Album: Feeling Strange

Label: Kompakt

Review date: Apr. 1, 2008


For all its much-vaunted Germanness, Kompakt has become the go-to house label for the indie set for reasons having little to do with the way the Cologne-based imprint embodies its national character. Indeed, its biggest critical successes so far among the internet music press (boosted by Best New Music designations in Pitchfork) have been artist albums by a Swede and a Brazilian. But the "Teutonic" moniker hangs over the label and its 200-plus other releases, records the above-mentioned indiedilettantes might find cold, formal and disorienting, at least in comparison. All of which is to say, Jennifer Cardini's Feeling Strange mix might have its work cut out winning an audience stateside.

Feeling Strange is the 10-year-old label’s first release from a French or female artist. This is pretty surprising, and one gets the sense that the label cherry-picked Cardini for her unique position in the Parisian scene. But if much French filter disco is the spawn of Discovery and memory-ingrained ‘90s gangsta/aggro alt-rock, Cardini’s sound is more historically dispersed. Feeling Strange is equal parts tradition (Mike Dunn’s “So Let It Be House”), rehabilitated glitch (Static’s “Sometimes I’m Sad for A Few Seconds (Robert Lippok Remix)”), and elastic bounce (Compuphonic & Kolumbo’s “Emotion”). Her knowledge runs deep, but also toward the inclusive: this could be a gateway house record as much as Hercules and Love Affair.

Despite some unusual transitions, Feeling Strange is little short of brilliant, even by Kompakt’s exacting standards, but has a slightly sleazy, off-kilter and after-hours vibe that remains novel after multiple listens. Feeling Strange does what most recent Kompakt releases have done admirably well: move forward the label’s existing agenda (deep and distantly pop-inflected house) while pushing the label itself into new affective territory.

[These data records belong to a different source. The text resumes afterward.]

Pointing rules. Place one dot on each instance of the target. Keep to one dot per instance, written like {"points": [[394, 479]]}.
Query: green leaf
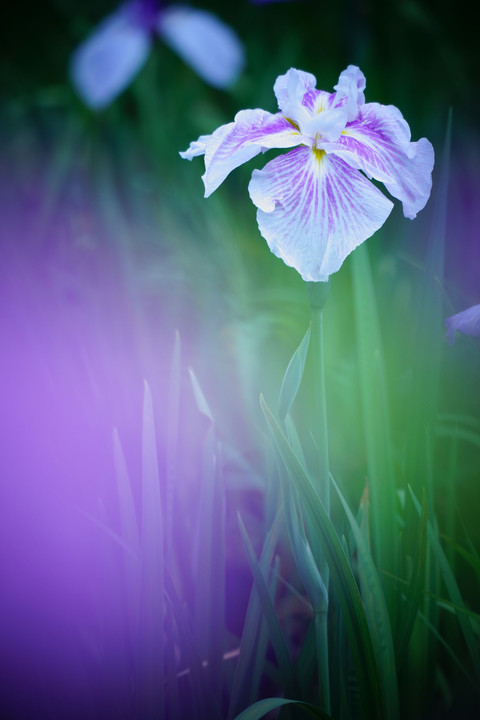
{"points": [[415, 589], [277, 636], [375, 413], [452, 589], [293, 377], [131, 535], [341, 574], [377, 615], [172, 440], [202, 404], [245, 680], [151, 660], [262, 707]]}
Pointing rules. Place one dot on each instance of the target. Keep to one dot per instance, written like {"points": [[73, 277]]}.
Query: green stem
{"points": [[317, 295]]}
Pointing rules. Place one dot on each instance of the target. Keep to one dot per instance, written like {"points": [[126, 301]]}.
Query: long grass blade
{"points": [[376, 414], [341, 574], [377, 615], [293, 377], [151, 626], [172, 441], [277, 636], [415, 590], [262, 707], [452, 589], [244, 681]]}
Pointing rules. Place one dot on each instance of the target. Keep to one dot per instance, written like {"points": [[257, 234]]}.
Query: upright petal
{"points": [[103, 65], [467, 322], [350, 87], [378, 142], [252, 132], [205, 43], [290, 90], [314, 209]]}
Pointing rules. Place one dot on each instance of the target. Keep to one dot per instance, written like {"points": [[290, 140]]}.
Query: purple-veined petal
{"points": [[378, 142], [204, 42], [349, 89], [103, 65], [314, 209], [252, 132], [328, 124], [290, 90], [196, 148], [467, 322]]}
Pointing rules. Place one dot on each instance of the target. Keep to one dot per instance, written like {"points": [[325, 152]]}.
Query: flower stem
{"points": [[317, 296]]}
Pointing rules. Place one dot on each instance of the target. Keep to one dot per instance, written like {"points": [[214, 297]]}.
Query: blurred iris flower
{"points": [[314, 204], [108, 60], [467, 322]]}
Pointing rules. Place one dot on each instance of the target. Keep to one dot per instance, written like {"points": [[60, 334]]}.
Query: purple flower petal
{"points": [[103, 65], [350, 87], [467, 322], [252, 132], [314, 209], [378, 142], [205, 43], [290, 90]]}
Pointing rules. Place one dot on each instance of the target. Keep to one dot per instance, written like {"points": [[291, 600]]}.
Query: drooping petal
{"points": [[252, 132], [350, 87], [204, 42], [467, 322], [378, 142], [196, 148], [103, 66], [314, 209]]}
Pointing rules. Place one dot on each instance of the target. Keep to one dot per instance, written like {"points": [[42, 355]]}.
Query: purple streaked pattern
{"points": [[467, 322], [314, 204], [108, 60]]}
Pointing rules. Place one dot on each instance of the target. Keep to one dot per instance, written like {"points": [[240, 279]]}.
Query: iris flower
{"points": [[316, 202], [108, 60], [467, 322]]}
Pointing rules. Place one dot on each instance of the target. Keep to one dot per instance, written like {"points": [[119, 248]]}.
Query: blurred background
{"points": [[107, 247]]}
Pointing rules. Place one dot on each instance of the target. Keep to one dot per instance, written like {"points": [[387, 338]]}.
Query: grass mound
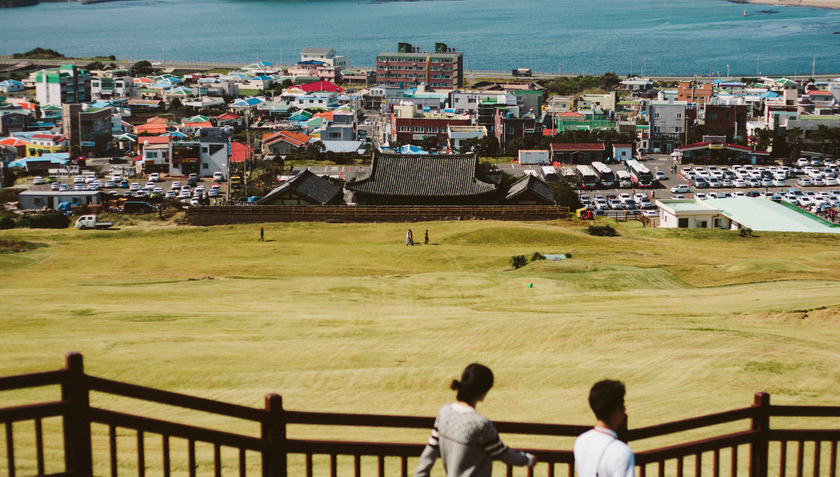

If there’s a particularly French sensibility to this mix, it has to do with L'Hexagon’s unique tradition of perverse pop. Necessarily less foregrounded here than in her cover of Lio’s “Amoreux Solitaires” as jennygoesdirty (complete with pitch-perfect cover art), Cardini occasionally channels the louche, darkly comic, and modernist spirit most closely identified with Serge Gainsbourg, but which seeped into more mainstream pop like Elli et Jacno and numerous underground groups as recently discovered via So Young But So Cold and BIPPP. The previously-mentioned Static remix that opens the album and Principles of Geometry’s “A Mountain for President” bookend some of the mix’s deepest house selections.

Feeling Strange does leave the listener feeling slightly woozy -- there’s a lot to digest here, and certain transitions, like the one between Rework’s “Love Love Love Yeah (Chloe Mix)” and Adam Kroll’s “Drac,” feel slightly clumsy -- but with its peculiar peaks and valleys, it’s as amenable to drowsy weekend mornings as it is to evenings.